The warning that Maryanne Garry, Psychology professor at the Victoria University of Wellington, gives to photo-happy-smart-phoners really resonates with me:
“It’s the idea that they think what they’re doing is amplifying their memory. And I worry that what they’re doing is just giving their memory away. So if they’re paying less attention because what they’ve got to do is take all the photos, they’re splitting their attention between what’s going on and the act of taking a picture.
Then they’ve got a thousand photos. And then they just dump the photos somewhere and don’t really look at them very much, ‘cause it’s too difficult to tag them and organize them. That seems to me to be a kind of loss.” (2:35)
Dr. Linda Henkel at Fairfield University has also done a lot of research into this topic. Lately, she’s been writing and talking a lot about something that she calls the Photo Taking Impairment Effect.
In one of her most talked about studies, Dr. Henkel sent students to visit a museum. Some of the students took photos, some took none. The results around memory were quite remarkable.
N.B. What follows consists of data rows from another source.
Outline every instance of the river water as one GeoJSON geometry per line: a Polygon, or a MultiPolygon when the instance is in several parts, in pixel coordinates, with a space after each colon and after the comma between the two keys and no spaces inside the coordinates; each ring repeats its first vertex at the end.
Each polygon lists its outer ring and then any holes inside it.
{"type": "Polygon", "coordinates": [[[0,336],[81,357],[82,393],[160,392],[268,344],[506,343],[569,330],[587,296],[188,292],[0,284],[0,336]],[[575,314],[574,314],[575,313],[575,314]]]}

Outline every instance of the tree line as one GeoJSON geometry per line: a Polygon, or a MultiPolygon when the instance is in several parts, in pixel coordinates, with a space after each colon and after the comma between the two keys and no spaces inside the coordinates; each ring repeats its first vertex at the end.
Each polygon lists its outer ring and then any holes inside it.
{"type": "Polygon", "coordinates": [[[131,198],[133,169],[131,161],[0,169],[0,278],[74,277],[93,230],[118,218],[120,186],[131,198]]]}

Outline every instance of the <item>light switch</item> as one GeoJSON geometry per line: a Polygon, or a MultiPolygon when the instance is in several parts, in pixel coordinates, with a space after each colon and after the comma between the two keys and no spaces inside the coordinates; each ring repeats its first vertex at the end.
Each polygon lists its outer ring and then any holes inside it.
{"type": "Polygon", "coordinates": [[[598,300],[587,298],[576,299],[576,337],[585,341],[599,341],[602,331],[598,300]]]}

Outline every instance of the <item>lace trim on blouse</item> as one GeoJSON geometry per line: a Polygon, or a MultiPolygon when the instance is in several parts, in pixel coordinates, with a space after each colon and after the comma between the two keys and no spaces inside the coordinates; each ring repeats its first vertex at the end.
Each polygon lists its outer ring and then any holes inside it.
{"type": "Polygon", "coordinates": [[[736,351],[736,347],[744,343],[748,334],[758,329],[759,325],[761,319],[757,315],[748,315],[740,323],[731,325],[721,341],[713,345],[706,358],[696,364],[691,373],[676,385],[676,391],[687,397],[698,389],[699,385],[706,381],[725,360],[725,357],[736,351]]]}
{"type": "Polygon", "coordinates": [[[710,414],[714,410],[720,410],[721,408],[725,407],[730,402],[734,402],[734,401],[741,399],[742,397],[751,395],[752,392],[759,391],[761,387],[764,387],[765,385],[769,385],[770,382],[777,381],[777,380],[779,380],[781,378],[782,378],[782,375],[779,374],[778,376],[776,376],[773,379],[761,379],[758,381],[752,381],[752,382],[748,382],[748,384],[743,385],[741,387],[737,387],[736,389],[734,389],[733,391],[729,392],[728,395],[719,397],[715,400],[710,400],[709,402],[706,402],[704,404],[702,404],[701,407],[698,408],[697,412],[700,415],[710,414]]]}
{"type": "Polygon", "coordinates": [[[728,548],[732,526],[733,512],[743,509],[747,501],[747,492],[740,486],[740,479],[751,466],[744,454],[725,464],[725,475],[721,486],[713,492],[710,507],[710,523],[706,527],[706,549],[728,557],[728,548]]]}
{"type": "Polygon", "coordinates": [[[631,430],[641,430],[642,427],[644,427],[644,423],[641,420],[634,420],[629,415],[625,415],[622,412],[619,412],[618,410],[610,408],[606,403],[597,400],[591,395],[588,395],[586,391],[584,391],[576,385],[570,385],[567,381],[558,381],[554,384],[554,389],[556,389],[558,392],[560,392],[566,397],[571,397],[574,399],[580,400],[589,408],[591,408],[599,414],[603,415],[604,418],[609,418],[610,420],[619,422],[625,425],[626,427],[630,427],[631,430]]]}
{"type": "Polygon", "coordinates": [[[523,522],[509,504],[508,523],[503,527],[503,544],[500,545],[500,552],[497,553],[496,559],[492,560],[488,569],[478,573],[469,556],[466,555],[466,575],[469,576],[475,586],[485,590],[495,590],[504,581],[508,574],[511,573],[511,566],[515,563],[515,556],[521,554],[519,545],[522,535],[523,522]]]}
For the most part “if participants took a photo of each object as a whole, they remembered fewer objects and remembered fewer details about the objects and the objects’ locations in the museum than if they instead only observed the objects and did not photograph them.”
Interesting. So, we don’t experience experience things as fully AND we have a harder time remembering photographed moments accurately?!
Not good considering all of the pedagogical documentation that I have been doing in my role as Student Work Study Teacher this year…
Garry and Henkel’s work has really got me thinking about how I can stay present and document at the same time. Is it even possible? Thankfully. Dr. Henkel does have a few bits of advice that help to counterbalance Photo Taking Impairment Effect.
"The study found that if the students changed their behaviour even slightly, the effect on memory was entirely different; zooming in to photograph part of an object actually improved memory. What’s more, students who focused the lens on a specific area could even recall parts that weren’t zoomed in on.
Maybe that’s the ticket. Snapping photos with a present mind and reflecting on the process. Documentation vs. Pedagogical Documentation.
Garry and Henkel’s work also underlines the importance of collaboration when it comes to pedagogical documentation. Consider asking students to take photos of their own work so that you can really listen to what they’re telling you. Or, when it’s necessary that you snap your own photos/video, make sure that you annotate with input from others.
Small, easy modifications that might be worth trying.